The 59-year-old living Buddha's comments came days after the Dalai Lama encouraged his followers to "democratically elect" a leader after he dies because he believed that Tibetans should "move with the larger world community."

"Today, it is clear to the whole world that democracy is the best system despite its minor negativities, " the Dalai Lama said in a video clip shown to hundreds of monks, nuns and lay people in the northern Indian hill town of Dharamsala in June 21.

The Dalai Lama has suggested before it is up to Tibetans whether they continue with the spiritual institution after he dies, and could order an election among Tibetans abroad.

Speaking through a Mandarin interpreter, Shingtsa Tenzinchodrak, dressed in traditional Tibetan costume, said the Dalai Lama's latest move was "not based on religious concerns but full of political intention."

"The incarnation of a living Buddha should neither be handpicked by anyone, including the Dalai Lama himself," he said, referring to the Spanish man chosen by the Dalai Lama two decades ago as the incarnation of the deceased Lama Yeshe.

The man, Osel Hita Torres, 24, bemoaned last month his unhappy childhood at a monastery and spoke of his decision to abandon the faith.

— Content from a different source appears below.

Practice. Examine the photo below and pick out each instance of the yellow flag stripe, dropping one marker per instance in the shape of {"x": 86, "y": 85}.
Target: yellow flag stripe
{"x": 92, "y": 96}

Torres made world headlines in 1986 when the Dalai Lama recognized him, then aged 14 months, as the incarnation of Lama Yeshe, who had died in California two years earlier.

He had been brought to see the Dalai Lama in India by his parents and ended up living at a monastery there, where he was only allowed to socialize with others who had been proclaimed incarnations, until he turned 18.

"It is a good example to show that if the incarnation is chosen not through religious procedures, problems will arise," said Shingtsa Tenzinchodrak.

"I fully understand the young man," he said. "We should respect his own choice."

Shingtsa Tenzinchodrak was the head of a delegation of five Tibetan deputies to the National People's Congress, the country's top legislature, which visited the United States and Canada in March.